Arnette Construction & Development Co. v. James Fox & Sons, Inc.

6 Va. Cir. 200, 1985 Va. Cir. LEXIS 129
CourtVirginia Beach County Circuit Court
DecidedApril 26, 1985
DocketCase No. Ch-4536
StatusPublished

This text of 6 Va. Cir. 200 (Arnette Construction & Development Co. v. James Fox & Sons, Inc.) is published on Counsel Stack Legal Research, covering Virginia Beach County Circuit Court primary law. Counsel Stack provides free access to over 12 million legal documents including statutes, case law, regulations, and constitutions.

Bluebook
Arnette Construction & Development Co. v. James Fox & Sons, Inc., 6 Va. Cir. 200, 1985 Va. Cir. LEXIS 129 (Va. Super. Ct. 1985).

Opinion

By JUDGE EDWARD W. HANSON, JR.

The matter having been submitted to Richard D. Guy, as Commissioner in Chancery, by Decree of Reference dated June 22, 1984, the matter having been heard by Mr. Guy on September 24, 1984, October 1, 1984, and October 29, 1984, counsel having submitted memoranda to the commissioner following the hearings, the commissioner having filed his report on March 8, 1985, counsel for Fox having filed his exceptions on March 18, 1985, the exceptions having been heard on April 9, 1985, and memoranda having been filed by counsel with the court, the court must rule on the exceptions.
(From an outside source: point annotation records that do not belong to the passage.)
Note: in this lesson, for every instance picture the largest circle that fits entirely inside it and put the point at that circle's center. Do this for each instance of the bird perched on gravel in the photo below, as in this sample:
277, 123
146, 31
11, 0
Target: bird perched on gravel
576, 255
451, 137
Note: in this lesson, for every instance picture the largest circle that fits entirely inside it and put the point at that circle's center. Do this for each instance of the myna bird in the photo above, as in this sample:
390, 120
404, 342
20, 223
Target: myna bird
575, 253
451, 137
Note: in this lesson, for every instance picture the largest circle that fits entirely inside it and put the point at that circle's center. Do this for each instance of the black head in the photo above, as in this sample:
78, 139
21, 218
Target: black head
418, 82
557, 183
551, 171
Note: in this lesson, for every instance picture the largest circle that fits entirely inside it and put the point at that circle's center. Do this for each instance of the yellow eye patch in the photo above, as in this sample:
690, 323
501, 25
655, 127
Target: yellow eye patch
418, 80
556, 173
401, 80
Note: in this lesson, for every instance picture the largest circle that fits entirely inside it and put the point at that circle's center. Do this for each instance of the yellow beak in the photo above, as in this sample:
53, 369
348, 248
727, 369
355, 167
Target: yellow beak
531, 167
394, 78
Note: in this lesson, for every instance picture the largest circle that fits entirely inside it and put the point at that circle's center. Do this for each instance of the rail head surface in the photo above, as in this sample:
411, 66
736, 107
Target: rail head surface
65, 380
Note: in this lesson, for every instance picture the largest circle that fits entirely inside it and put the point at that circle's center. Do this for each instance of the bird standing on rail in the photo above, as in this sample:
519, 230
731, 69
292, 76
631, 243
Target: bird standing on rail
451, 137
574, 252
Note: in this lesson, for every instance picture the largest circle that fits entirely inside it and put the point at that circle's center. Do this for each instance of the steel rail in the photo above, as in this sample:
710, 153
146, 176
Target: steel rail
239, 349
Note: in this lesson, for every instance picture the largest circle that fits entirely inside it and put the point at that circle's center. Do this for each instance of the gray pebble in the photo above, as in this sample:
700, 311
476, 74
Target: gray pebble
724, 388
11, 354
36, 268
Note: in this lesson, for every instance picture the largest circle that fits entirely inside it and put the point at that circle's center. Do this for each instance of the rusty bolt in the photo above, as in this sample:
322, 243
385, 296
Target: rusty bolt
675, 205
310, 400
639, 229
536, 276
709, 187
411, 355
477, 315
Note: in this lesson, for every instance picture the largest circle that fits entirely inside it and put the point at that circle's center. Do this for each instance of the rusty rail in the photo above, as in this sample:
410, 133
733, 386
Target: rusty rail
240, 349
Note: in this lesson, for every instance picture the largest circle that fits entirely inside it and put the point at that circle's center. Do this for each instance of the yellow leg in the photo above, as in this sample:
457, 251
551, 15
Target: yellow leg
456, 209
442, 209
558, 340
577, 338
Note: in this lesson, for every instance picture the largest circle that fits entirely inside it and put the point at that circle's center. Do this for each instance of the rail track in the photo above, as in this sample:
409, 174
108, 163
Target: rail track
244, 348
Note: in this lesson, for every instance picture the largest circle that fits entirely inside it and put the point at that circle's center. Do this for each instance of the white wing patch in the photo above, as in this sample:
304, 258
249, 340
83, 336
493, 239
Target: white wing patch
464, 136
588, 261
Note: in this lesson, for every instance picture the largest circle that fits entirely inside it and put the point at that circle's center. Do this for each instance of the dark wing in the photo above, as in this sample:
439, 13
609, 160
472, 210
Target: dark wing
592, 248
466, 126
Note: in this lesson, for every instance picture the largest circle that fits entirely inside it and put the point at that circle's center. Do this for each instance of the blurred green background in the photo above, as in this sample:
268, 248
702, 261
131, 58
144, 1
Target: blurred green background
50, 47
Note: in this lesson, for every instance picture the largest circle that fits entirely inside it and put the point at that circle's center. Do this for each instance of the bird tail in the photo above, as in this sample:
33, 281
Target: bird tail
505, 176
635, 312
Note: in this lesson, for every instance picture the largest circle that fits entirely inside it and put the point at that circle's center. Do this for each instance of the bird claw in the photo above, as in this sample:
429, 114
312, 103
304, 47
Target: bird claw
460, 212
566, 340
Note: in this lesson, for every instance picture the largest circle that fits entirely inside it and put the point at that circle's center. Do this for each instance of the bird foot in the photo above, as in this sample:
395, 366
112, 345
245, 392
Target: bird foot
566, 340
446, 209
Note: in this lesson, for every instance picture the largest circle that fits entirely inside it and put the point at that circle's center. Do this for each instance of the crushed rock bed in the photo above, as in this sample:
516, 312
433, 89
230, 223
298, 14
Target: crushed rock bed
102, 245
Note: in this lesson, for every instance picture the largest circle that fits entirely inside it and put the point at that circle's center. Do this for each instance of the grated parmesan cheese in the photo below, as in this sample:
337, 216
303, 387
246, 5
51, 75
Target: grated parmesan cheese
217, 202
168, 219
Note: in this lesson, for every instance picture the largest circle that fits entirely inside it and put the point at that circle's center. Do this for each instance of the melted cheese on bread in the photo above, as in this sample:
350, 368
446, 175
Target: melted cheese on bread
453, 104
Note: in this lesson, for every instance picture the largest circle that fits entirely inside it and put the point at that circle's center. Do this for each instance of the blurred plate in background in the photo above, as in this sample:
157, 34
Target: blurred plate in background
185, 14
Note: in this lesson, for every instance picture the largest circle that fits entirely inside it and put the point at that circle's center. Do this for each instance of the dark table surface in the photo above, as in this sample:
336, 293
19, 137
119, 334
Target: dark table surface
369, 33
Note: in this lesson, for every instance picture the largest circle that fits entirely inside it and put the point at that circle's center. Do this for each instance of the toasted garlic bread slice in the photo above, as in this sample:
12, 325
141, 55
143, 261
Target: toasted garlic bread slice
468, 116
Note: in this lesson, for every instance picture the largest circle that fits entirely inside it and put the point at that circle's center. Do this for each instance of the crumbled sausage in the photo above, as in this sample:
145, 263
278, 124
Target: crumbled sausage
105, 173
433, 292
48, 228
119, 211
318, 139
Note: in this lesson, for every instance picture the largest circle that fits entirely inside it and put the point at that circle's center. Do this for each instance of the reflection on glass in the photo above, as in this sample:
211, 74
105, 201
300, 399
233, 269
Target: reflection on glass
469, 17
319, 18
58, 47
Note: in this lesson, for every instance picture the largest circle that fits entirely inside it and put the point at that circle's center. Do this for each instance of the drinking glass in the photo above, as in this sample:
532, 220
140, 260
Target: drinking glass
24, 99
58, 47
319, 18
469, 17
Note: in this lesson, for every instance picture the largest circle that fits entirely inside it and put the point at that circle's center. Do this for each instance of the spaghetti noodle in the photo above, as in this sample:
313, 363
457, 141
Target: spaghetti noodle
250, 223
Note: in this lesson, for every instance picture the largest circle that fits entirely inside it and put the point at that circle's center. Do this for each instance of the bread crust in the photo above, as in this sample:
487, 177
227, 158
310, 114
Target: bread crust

After his examination of the rather lengthy transcript, which the court has also read, the commissioner incorporated in his decision the motion to strike made by counsel for Arnette. The commissioner decided that should Arnette’s motion with regard to Fox’s back charges be denied by him, or by the court, then Arnette should be entitled to further hearing on the evidence. The commissioner then encompassed his ruling on Arnette’s motion in his decision on the evidence, upholding Arnette in part and denying in part.

In paragraph 16 of his report, the commissioner explains in a well-worded and logical approach the reasoning leading to his decision. He discusses each back charge raised by Fox, summarizes the evidence presented, and [201]*201makes his ruling. He pointedly refers to the "complete absence of testimony of independent experts," an absence also noted by the court. It became the commissioner’s difficult task of resolving the evidence without any expert opinion. From his well-written opinion, it appears that he obviously did so thoroughly. It is also obvious that he ruled based on all of the evidence before him. For that reason, the court will treat the commissioner’s report as final, and rendered after ail evidence had been presented. With this in mind, there is no necessity for the presentation of any further evidence, nor does the issue of a re-referral need to be addressed.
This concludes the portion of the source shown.